Édition du
10 December 2016

La lente agonie d’un idéal entêté

Algerie pays stableSalim METREF

L’idéal de novembre 1954 s’est-il donc  à ce point délité ? Et avons-nous tout renié au point de tout permettre ?

La scène politico-médiatique algérienne s’emballe ces jours-ci et nous restitue  ce dont nous avons été capables de faire et ce dont nous sommes devenus. Un spectacle tragico-comique qui révèle une république sans défense livrée aux articulations perverses de la mondialisation notamment celles des multinationales capables de tout corrompre et même de faire et de défaire les régimes en place.

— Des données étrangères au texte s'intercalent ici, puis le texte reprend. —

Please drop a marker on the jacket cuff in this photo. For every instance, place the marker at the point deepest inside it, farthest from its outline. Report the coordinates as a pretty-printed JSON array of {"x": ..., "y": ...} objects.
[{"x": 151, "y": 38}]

L’Algérie a aujourd’hui sans doute plus besoin de juges Falcone (Giovanni Salvatore Augusto et non Pierre-Joseph) et de généraux Dalla Chiesa que de toute autre chose. Le grand déballage jurico-médiatique qui se déclame devant nos yeux ébahis et qui nous coupe le souffle pourrait devenir le canal par lequel s’opérera cette cure de jouvence tant attendue, ce grand déballage et cette grande lessive qui redonneront à la politique ses lettres de noblesse et toute sa crédibilité.

 

Le 1er Mai 1993, un homme autodidacte, connu pour ses origines modestes et son intégrité a commis un geste d’une exceptionnelle gravité en se donnant la mort en se tirant une balle dans la tête le long du canal de la Nièvre en France. L’homme n’accepta jamais que son honnêteté soit mise en doute à l’occasion d’un prêt contracté pour l’achat d’un logement dont il défendit avec ardeur la régularité.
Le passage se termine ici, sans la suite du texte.